PhysX uses a hierarchical rigid body object/actor model, which looks like this:
Class | Extends | Functionality |
---|---|---|
PxBase | N/A | Reflection/querying object types. |
PxActor | PxBase | Actor name, actor flags, dominance, clients, aggregates, query world bounds. |
PxRigidActor | PxActor | Shapes and transforms. |
PxRigidBody | PxRigidActor | Mass, inertia, velocities, body flags. |
PxRigidStatic | PxRigidActor | Interface for static body in the scene. This kind of body has implicit infinite mass/inertia. |
PxRigidDynamic | PxRigidBody | Interface for dynamic rigid body in the scene. Introduces support for kinematic targets and object sleeping. |
PxArticulationLink | PxRigidBody | Interface for a dynamic rigid body link in a PxArticulation.
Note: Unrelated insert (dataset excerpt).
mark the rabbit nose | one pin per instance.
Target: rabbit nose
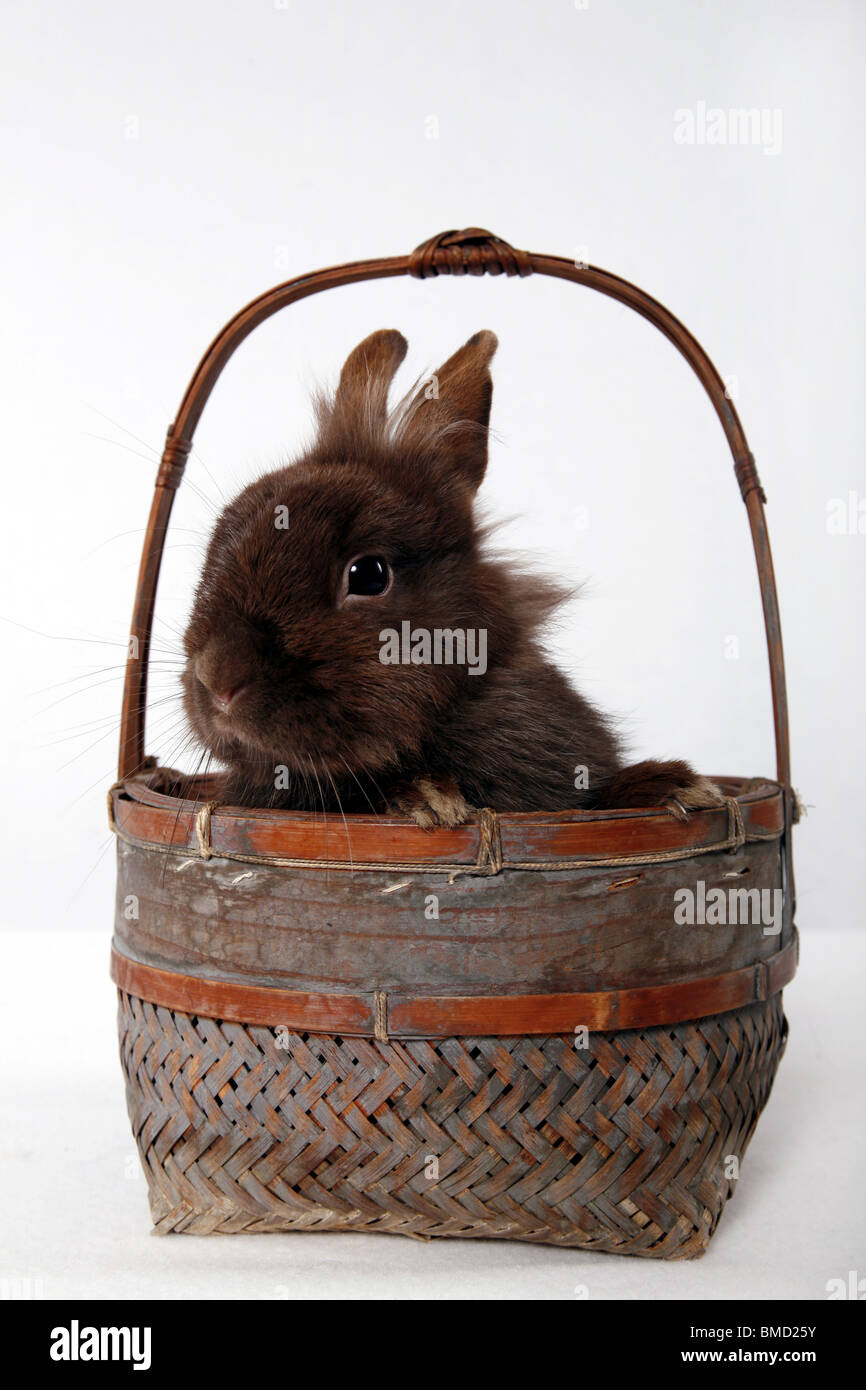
(223, 687)
(225, 698)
Introduces support for querying the articulation and adjacent links. |
PxArticulation | PxBase | Defines interface for a PxArticulation. Effectively a contained referencing multiple PxArticualtionLink rigid bodies. |
The following diagram shows the relationship between the main types involved in the rigid body pipeline:
Now use the method PxScene::simulate() to advance the world forward in time. Here is simplified code from the samples' fixed stepper class:
mAccumulator = 0.0f;
mStepSize = 1.0f / 60.0f;
virtual bool advance(PxReal dt)
{
mAccumulator += dt;
if(mAccumulator < mStepSize)
return false;
mAccumulator -= mStepSize;
mScene->simulate(mStepSize);
return true;
}
This is called from the sample framework whenever the app is done with processing events and is starting to idle. It accumulates elapsed real time until it is greater than a sixtieth of a second, and then calls simulate(), which moves all objects in the scene forward by that interval. This is probably the simplest of very many different ways to deal with time when stepping the simulation forward.
To allow the simulation to finish and return the results, simply call:
mScene->fetchResults(true);
True indicates that the simulation should block until it is finished, so that on return the results are guaranteed to be available. When fetchResults completes, any simulation event callback functions that you defined will also be called. See the chapter Callback Sequence.
It is possible to read and write from the scene during simulation. The samples take advantage of this to perform rendering work in parallel with physics. Until fetchResults() returns, the results of the current simulation step are not available. So running rendering in parallel with simulation renders the actors as they were when simulate() was called. After fetchResults() returns, all these functions will return the new, post-simulate state. See the chapter Threading for more details about reading and writing while the simulation is running.
For the human eye to perceive animated motion as smooth, use at least twenty discrete frames per second, with each frame corresponding to a physics time step. To have smooth, realistic simulation of more complex physical scenes, use at least fifty frames per second.
Note
If you are making a real-time interactive simulation, you may be tempted to take different sized time steps which correspond to the amount of real time that has elapsed since the last simulation frame. Be very careful if you do this, rather than taking constant-sized time steps: The simulation code is sensitive to both very small and large time steps, and also to too much variation between time steps. In these cases it will likely produce jittery simulation.
See Simulation memory for details of how memory is used in simulation.